Calculating Lambert W Function

Question

I'm trying to evaluate Lambert W Function , I used the formula
$$ W(z)e^{W(z)} = z \Rightarrow W(z) = \frac{z}{W(z)} $$
$$ W(z) \approx ln(z)-ln(ln(z)-ln(…)) $$
But the result is very bad If I used ln(z)-ln(ln(z)) when it used in solving many cases like :
$$ x^x = 100 \Rightarrow x = 3.015 $$ which is very far from 100 (27.68) . It works good in big values as shown in this graph.
I've searched and found this equation :
$$ L_1 – L_2 + \sum_{i=0}^\infty \sum_{j=0}^\infty (-1)^i \begin{bmatrix} i+j \\ i+1 \end{bmatrix}\frac{L_2\strut^{j}}{L_1\strut^{(i+j)}(i)!} \\ $$
$$ \text{Where} \hspace{10pt}L_1:ln(x), \hspace{10pt} L_2:ln(ln(x)) $$
Tried it but worse than the previous one and wolfram can't solve more than 15 terms but it can solve W(x) with prefect accuracy although i found the last formula on wolfram reference, so my question is " Is there a better way or formula to calculate Lambert W Function with high accuracy ? "
another small question : I've used Taylor Series Expansion for Lambert W Function
$$ W(z) = \sum_{k=0}^\infty (-k)^{(k-1)}\frac{z^k}{k!} $$
but the radius of convergence is 1/e ,so it's not useful for real computations and wolfram formula works for x > e is there a way to get the values in between 1/e and e

Answer 1

$\require{begingroup} \begingroup$ $\def\e{\mathrm{e}}\def\W{\operatorname{W}}\def\Wp{\operatorname{W_0}}\def\Wm{\operatorname{W_{-1}}}$

Is there any need to reinvent the wheel?
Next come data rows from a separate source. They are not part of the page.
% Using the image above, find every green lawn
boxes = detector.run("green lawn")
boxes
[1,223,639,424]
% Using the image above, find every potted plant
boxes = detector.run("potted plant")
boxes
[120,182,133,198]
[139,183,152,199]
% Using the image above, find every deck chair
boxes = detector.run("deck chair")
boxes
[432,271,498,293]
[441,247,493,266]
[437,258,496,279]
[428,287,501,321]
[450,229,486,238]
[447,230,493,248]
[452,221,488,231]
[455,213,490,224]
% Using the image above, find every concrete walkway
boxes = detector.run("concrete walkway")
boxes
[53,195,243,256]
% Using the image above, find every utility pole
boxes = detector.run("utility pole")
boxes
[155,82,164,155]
Just use Halley's method, which provides successive approximations to $w = \W(z)$ (so $z = w\exp(w)$) being

\begin{align} w_{j+1} &= w_j-{\frac {w_j \exp(w_j)-z} {\exp(w_j)(w_j+1)- \displaystyle\frac{(w_j+2)(w_j\exp(w_j)-z)}{2w_j+2}}} \end{align}

as an established very efficient way to calculate $\W(x)$.

You can even check out open-source code, like for example, specfunc/lambert.c, which is part of GSL - GNU Scientific Library, for the details of realization.

$\endgroup$